Meski narapidana tersebut telah berhasil ditangkap kembali di Kabupaten Pati, Jawa Tengah, peristiwa itu menjadi perhatian serius karena diduga berkaitan dengan lemahnya pengawasan di dalam lapas.
Staf Pengamanan dan Kepatuhan Internal Kanwil Ditjenpas Jawa Timur Hendra mengatakan, tim telah diterjunkan untuk melakukan olah tempat kejadian perkara (TKP) sekaligus memeriksa sejumlah petugas dan warga binaan.
"Kami telah melakukan pengecekan dan melaksanakan olah TKP terkait kejadian pelarian di lapas tersebut," ujarnya, kemarin (8/7).
Menurut Hendra, narapidana yang sempat melarikan diri kini telah diamankan kembali dan ditempatkan di ruang tahanan dengan pengamanan lebih ketat.
"Warga binaan tersebut sudah tertangkap semalam," katanya.

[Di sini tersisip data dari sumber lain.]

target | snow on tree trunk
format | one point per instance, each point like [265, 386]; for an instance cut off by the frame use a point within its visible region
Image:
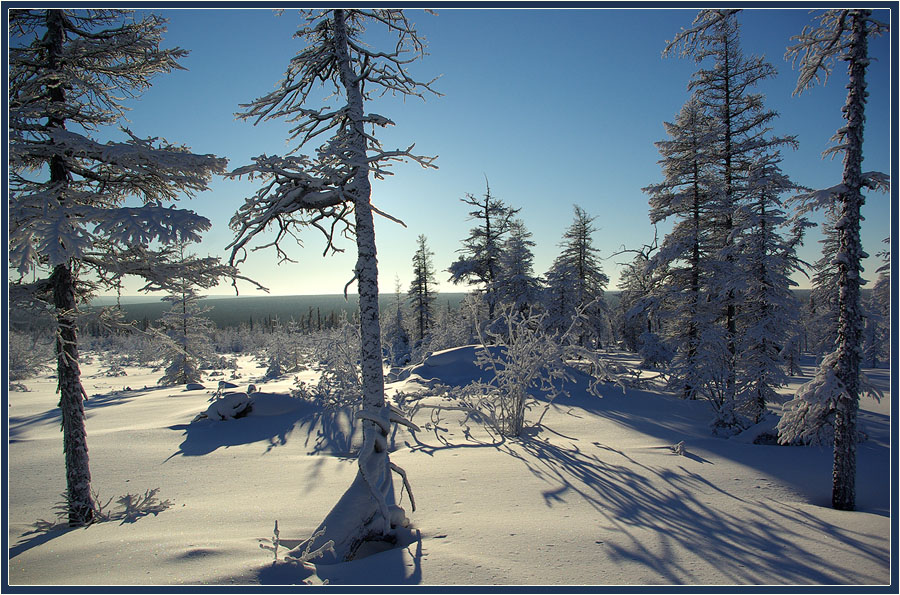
[69, 71]
[71, 400]
[850, 254]
[843, 35]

Hasil pemeriksaan sementara menunjukkan Y diduga keluar dari lapas dengan bersembunyi di kolong truk logistik pengangkut beras yang meninggalkan area lapas.
Meski demikian, Kanwil Ditjenpas Jawa Timur masih mendalami kronologi lengkap pelarian tersebut, termasuk menelusuri kemungkinan adanya kelalaian dalam penerapan prosedur pengamanan.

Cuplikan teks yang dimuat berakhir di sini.